Мы любим бродить по обширным владениям этих знаменитых покойников и. предаваться размышлениям, которые они навевают. На какое-нибудь порождение нашей фантазии мы примериваем то усопший сюртук, то мертвые панталоны, то бренные останки роскошного жилета и по фасону и покрою одежды стараемся вообразить прежнего ее владельца. Мы так увлекались порою этим занятием, что сюртуки десятками соскакивали со своих вешалок и сами собой застегивались на фигурах воображаемых людей, а навстречу сюртукам десятками устремлялись панталоны; жилеты так и распирало от желания на кого-нибудь надеться; и чуть ли не пол-акра обуви разом находило ноги себе по мерке и принималось топать по улице с таким шумом, что мы пробуждались от своих грез и медленно, с ошалелым видом, брели прочь, провожаемые удивленными взглядами добрых людей с Монмут-стрит и явно вызвав подозрения у полисмена на противоположном углу.

Вот и на днях мы развлекались таким образом, пытаясь обуть в башмаки на шнуровке несуществующего мужчину, которому они, правду сказать, были номера на два малы, когда взгляд наш упал невзначай на несколько костюмов, развешанных снаружи лавки, и нам тут же пришло в голову, что в разное время все они принадлежали одному и тому же человеку, а теперь, по странному стечению обстоятельств, оказались вместе выставлены на продажу.
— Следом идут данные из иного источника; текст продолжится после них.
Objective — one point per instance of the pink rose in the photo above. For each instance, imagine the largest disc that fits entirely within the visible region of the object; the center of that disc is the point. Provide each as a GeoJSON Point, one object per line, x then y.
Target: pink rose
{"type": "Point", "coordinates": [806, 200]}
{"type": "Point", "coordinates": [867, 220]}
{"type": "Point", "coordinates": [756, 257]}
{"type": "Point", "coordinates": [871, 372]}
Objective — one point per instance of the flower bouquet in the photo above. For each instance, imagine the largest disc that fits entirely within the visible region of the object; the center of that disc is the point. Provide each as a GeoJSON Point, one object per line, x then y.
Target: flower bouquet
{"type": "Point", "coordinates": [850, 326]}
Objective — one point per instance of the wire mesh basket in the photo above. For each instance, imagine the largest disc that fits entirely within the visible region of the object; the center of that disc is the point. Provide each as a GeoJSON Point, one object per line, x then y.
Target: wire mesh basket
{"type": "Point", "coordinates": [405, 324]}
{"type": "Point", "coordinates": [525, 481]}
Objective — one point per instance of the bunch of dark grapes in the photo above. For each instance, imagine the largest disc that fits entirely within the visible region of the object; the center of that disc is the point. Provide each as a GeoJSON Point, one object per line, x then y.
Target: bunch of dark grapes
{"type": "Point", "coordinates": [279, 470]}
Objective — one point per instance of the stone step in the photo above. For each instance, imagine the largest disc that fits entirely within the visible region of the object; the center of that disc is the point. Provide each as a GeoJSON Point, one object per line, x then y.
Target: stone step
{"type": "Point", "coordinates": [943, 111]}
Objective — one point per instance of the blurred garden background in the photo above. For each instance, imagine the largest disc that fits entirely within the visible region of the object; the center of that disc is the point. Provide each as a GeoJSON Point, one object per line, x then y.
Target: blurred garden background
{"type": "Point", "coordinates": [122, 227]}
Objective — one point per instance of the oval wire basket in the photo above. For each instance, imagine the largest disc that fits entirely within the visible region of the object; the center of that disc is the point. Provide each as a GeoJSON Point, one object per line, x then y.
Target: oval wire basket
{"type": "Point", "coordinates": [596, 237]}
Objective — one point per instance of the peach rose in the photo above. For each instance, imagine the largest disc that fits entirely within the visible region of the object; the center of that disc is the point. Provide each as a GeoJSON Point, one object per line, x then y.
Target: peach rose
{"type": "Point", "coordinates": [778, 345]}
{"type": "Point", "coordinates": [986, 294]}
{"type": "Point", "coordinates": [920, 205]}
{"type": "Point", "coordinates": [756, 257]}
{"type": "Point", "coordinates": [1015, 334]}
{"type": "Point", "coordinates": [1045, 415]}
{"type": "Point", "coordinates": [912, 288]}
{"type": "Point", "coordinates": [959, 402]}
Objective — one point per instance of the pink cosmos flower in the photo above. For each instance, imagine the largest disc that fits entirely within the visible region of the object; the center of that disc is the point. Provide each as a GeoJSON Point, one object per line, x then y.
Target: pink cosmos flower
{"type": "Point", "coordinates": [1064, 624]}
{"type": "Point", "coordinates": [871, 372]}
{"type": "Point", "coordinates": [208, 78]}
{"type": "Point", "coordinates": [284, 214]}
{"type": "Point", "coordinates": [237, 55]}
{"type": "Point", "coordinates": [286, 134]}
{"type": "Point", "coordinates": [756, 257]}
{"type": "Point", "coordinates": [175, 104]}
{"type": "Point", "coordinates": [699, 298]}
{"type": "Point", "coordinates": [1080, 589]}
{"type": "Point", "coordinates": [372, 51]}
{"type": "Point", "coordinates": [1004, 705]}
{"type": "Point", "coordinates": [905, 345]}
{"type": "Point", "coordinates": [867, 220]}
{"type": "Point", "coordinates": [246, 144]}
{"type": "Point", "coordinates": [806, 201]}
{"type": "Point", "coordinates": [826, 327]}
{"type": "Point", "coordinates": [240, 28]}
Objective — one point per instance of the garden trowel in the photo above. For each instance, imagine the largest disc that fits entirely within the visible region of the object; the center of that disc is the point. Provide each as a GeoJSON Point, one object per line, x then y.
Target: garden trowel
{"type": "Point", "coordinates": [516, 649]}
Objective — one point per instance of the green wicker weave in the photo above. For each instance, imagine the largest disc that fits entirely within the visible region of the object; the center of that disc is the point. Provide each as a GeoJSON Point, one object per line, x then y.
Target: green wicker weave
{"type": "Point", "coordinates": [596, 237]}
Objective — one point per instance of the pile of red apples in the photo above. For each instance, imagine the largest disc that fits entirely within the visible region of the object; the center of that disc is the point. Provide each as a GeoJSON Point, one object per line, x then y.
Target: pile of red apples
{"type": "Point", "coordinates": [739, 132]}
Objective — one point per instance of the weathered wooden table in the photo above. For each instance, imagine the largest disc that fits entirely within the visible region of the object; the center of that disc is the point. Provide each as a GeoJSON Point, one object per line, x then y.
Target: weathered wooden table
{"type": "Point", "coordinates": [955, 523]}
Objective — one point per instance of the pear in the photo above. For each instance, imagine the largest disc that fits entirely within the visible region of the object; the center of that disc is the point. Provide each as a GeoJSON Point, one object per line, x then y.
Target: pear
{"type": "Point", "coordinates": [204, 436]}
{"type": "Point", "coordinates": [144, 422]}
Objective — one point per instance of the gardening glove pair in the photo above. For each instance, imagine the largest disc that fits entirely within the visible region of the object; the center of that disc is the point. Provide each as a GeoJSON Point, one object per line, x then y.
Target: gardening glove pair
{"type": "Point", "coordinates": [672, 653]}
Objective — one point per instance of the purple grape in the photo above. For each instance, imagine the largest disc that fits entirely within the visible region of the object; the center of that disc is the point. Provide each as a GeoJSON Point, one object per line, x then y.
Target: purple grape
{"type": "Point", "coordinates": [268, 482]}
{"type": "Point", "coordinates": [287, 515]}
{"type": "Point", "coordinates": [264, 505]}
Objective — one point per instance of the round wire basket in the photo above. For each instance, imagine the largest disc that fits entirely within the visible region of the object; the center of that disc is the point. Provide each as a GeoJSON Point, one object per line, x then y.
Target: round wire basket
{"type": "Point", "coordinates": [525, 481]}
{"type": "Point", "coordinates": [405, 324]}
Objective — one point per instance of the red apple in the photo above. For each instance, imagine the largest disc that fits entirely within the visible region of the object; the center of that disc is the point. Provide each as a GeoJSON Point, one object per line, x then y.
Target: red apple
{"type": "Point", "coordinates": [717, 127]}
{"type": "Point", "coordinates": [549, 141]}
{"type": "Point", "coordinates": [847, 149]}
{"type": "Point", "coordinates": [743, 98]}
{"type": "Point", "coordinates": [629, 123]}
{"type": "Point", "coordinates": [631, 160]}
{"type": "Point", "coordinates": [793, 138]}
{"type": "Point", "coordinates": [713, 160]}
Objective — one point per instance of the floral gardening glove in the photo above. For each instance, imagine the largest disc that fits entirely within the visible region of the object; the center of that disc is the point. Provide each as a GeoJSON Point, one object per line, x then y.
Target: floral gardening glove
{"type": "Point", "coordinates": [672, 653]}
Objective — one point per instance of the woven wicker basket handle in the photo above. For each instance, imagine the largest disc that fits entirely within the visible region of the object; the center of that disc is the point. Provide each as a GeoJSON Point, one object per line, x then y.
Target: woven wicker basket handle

Нелепость этой мысли смутила нас, и мы внимательнее вгляделись в одежду, твердо решив, что не дадим так легко ввести себя в заблуждение. Но нет, мы были правы: чем больше мы смотрели, тем больше убеждались, что первое впечатление нас не обмануло. Вся жизнь человека была написана на этих костюмах так же ясно, как если бы он показал нам свою автобиографию, крупными буквами начертанную на пергаменте.

Первым с краю висел много раз чиненный, порядком измазанный костюм «скелетик» — узкий футляр из синего сукна, в какие засовывали маленьких мальчиков до того, как вошли в обиход свободные платьица с кушаками и вышли из обихода старые понятия, — хитроумное приспособление, позволявшее полностью оценить стройность детской фигурки, ибо состояло оно из очень тесной курточки, украшенной на обоих плечах рядом пуговиц, поверх которой пристегивались штаны, от чего создавалось впечатление, будто ноги у мальчика растут прямо из-под мышек. Мы сразу поняли, что мальчик, носивший этот костюм, рос в городе: куцые рукава и штанины, пузыри на коленях — все это свойственно юным жителям лондонских улиц. Водили его, очевидно, в какую-нибудь маленькую школу для приходящих учеников: в пансионе ему не разрешили бы вечно играть на полу и протирать коленки. А мать его не отличалась строгостью, и в мелочи у него не было недостатка, — об этом свидетельствовали многочисленные пятна на карманах и возле ворота, оставшиеся от чего-то липкого; даже торговец при всем своем искусстве не сумел их вывести. Семья не нуждалась, но и не утопала в богатстве, иначе не вырос бы он так из синего костюмчика, прежде чем сменить его на эти вот плисовые штаны с курткой; а в них он уже ходил в настоящую школу и учился писать, притом чернилами вполне достаточной густоты, если верить тому месту на штанах, о которое он вытирал перо.

Черный костюм; вместо куртки — первый сюртучок. Умер отец, и мать устроила мальчика рассыльным в какую-то контору. Этот костюм пришлось носить долго, но и порыжелый, сношенный, он до конца оставался чистым. Бедная женщина! Как старалась она, наверно, казаться веселой за скудным обедом, как отказывала себе в каждом куске, лишь бы ее мальчик был сыт. Неотступная тревога за его судьбу, гордость за него — вот какой большой вырос! — и порою мысль, почти невыносимо горестная, что с годами его любовь к ней остынет, что забудутся и ее заботы и его обещания; жгучая боль, которую уже в то время причиняло ей резкое слово или холодный взгляд, — все это представилось нам так явственно, точно жизнь матери и сына проходила у нас на глазах.